Grimmjow snickered, but it brought a blush to his cheeks.


“Don’t go overboard now, Kurosaki,” he said, “Flattery won’t get you anywhere.”


Ichigo got up, stretched and walked over to the bed, plopping down next to his undead boyfriend.


“You know I am okay with it, right?” he asked and leaned back onto his elbows, “100 percent. I am not into you because you’re hot.”


Grimmjow laughed again and Ichigo rolled his eyes.


“Not only,” he added, “And not only because of sex. If that’s something you aren’t comfortable with then that’s no problem.”

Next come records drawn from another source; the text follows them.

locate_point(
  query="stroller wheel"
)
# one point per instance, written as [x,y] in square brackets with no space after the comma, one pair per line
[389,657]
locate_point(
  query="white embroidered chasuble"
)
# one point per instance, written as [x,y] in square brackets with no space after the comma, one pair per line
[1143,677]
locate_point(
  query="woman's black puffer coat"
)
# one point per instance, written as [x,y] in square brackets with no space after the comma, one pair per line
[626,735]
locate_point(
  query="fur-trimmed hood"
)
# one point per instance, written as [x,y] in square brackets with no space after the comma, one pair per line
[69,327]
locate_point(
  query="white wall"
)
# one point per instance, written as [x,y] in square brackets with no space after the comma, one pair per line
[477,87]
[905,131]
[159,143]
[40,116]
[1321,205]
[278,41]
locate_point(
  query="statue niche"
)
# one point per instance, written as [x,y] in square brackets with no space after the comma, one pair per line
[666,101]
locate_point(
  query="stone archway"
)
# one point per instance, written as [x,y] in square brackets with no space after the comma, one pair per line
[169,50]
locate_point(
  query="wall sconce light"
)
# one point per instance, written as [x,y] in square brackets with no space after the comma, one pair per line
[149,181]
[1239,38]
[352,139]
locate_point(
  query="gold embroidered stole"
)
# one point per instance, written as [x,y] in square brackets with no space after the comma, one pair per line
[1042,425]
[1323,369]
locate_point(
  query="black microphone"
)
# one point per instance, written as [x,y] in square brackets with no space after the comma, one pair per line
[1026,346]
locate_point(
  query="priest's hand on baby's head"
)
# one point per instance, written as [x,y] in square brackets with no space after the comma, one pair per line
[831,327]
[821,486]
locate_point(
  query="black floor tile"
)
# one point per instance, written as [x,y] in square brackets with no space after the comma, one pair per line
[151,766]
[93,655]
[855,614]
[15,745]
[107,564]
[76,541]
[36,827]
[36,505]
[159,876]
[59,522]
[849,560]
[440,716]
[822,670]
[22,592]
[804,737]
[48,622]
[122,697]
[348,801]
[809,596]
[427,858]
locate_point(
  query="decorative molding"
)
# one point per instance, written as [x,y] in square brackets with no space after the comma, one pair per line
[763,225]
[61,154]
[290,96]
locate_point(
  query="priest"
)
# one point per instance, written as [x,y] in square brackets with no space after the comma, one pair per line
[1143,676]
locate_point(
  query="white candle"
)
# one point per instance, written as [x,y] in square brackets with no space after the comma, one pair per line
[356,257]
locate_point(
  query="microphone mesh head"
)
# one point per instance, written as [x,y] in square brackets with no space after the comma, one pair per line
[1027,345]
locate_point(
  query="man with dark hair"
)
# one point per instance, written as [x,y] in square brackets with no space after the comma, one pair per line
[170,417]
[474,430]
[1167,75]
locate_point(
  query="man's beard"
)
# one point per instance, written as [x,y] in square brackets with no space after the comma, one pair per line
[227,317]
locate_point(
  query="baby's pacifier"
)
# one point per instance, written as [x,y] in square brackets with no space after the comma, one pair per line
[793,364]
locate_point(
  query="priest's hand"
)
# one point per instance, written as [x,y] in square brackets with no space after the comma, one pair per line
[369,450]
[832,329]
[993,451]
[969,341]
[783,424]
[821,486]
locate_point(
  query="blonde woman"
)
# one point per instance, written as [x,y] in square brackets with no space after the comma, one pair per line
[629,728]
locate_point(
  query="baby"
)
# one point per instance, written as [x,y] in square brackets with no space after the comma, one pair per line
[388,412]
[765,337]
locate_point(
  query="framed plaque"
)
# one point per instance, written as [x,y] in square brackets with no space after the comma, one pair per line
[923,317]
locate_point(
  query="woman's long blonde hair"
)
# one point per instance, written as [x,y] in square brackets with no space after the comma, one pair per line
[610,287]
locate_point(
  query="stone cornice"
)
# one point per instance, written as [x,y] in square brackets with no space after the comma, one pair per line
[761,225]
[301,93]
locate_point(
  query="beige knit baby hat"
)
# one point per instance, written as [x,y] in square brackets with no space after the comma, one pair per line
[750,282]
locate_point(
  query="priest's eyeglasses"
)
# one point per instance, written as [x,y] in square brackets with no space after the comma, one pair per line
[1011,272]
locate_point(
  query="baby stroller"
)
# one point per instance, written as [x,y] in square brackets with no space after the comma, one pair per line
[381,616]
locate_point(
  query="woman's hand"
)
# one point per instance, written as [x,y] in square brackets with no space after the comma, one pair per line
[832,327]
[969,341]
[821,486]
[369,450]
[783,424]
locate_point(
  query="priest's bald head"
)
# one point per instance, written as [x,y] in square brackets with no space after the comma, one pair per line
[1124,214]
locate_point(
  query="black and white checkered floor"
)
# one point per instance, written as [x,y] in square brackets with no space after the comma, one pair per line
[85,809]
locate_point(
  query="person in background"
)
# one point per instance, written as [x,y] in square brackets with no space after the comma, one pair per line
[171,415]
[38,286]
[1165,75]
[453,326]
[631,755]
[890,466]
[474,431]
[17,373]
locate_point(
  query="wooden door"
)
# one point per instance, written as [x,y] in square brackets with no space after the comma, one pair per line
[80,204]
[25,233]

They sat in silence for a while.


“I’d be 100% okay with ordering pizza now, to be honest,” Grimmjow said.


Ichigo punched him in the shoulder and they laughed; carefree, at ease now.


Grimmjow dropped his head on his human’s lap, stretching out like a cat.


“Thanks,” he said and closed his eyes.


“No need to thank me,” Ichigo replied and hummed, “Thank you for trusting me enough to tell me.”


“You’re a sappy piece of shit,” Grimmjow muttered and allowed his hair to be petted.


“Yeah, but you’re in love with me,” Ichigo answered and laughed, “So what does that make you?”